Nu kan interne concurrentie kan het beste in de mens naar boven halen, innovatie stimuleren en het concurrentievermogen van de organisatie op de markt versterken. Het kan evengoed de andere kant opslaan: hoog oplaaiende conflicten, die de concurrentie met externe rivalen hopeloos frustreren. En helaas is dit laatste bij ons veelal het geval.
Bedrijven die meer moeite hebben met interne concurrentie dan met de buitenwacht krijgen de rekening gepresteerd, blijkt uit een recente studie onder meer dan 150 bedrijven. Zij realiseerden liefst een 32 procent lagere omzetgroei en een 53 procent lagere aandelenkoersgroei over een periode van vijf jaar dan bedrijven die melden dat ze in externe concurrentie de grootste uitdager zien.
De hamvraag is natuurlijk: hoe kan een bedrijf interne concurrentie benutten als een positieve kracht? De onderzoekers schotelen zes principes voor die bedrijven daarbij kunnen helpen.
Hetzelfde NASA illustreert ook wat er kan gebeuren zonder gezonde concurrentiecultuur binnen een organisatie. Drie decennia geleden leidde de ‘diepgewortelde groepsdenkcultuur’ bij ingenieurs ertoe dat alternatieve methodes voor kwaliteitscontrole en risicomanagement werden genegeerd. De gevolgen waren dramatisch: technische fouten leidden tot de explosies tijdens de vlucht van de Challenger- en Columbia-spaceshuttles.

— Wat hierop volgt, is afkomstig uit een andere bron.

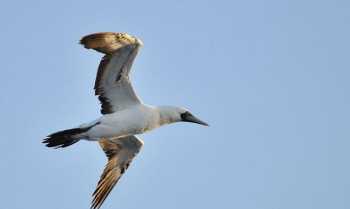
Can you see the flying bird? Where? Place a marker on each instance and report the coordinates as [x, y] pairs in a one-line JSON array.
[[124, 115]]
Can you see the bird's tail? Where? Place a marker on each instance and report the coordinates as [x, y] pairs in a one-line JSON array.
[[65, 138]]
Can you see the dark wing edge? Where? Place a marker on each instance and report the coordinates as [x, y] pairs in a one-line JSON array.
[[120, 152]]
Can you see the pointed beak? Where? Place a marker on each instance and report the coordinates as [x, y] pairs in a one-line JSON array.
[[192, 119]]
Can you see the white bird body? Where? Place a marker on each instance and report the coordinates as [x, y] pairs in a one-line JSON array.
[[124, 115], [131, 121]]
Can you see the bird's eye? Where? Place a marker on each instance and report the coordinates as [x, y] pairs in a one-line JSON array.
[[185, 115]]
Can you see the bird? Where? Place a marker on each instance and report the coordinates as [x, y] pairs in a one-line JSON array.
[[124, 115]]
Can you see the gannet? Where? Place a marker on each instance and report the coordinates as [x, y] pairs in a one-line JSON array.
[[124, 115]]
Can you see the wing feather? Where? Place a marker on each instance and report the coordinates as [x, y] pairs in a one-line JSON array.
[[120, 152], [112, 84]]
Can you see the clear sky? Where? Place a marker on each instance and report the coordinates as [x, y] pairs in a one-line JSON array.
[[270, 77]]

Het opbouwen van verbindingen tussen individuen en groepen in de hele organisatie houdt de concurrentie situationeel in plaats van existentieel, en goedaardig in plaats van kwaadaardig.
Overal waar concurrentielijnen worden getrokken – tussen bedrijfseenheden, functies zoals marketing en verkoop of projectteams – zouden leiders ook specifieke maatregelen moeten nemen om collegialiteit en vriendschappelijkheid te bevorderen.
Wisseling van rollen binnen een bedrijf zijn een manier om netwerken van persoonlijke relaties te creëren. Gezamenlijke trainingen, met name die waarbij rollen veranderen, kunnen ook het begrip en de empathie tussen verschillende groepen vergroten – en het risico beperken dat de concurrentie vijandig wordt.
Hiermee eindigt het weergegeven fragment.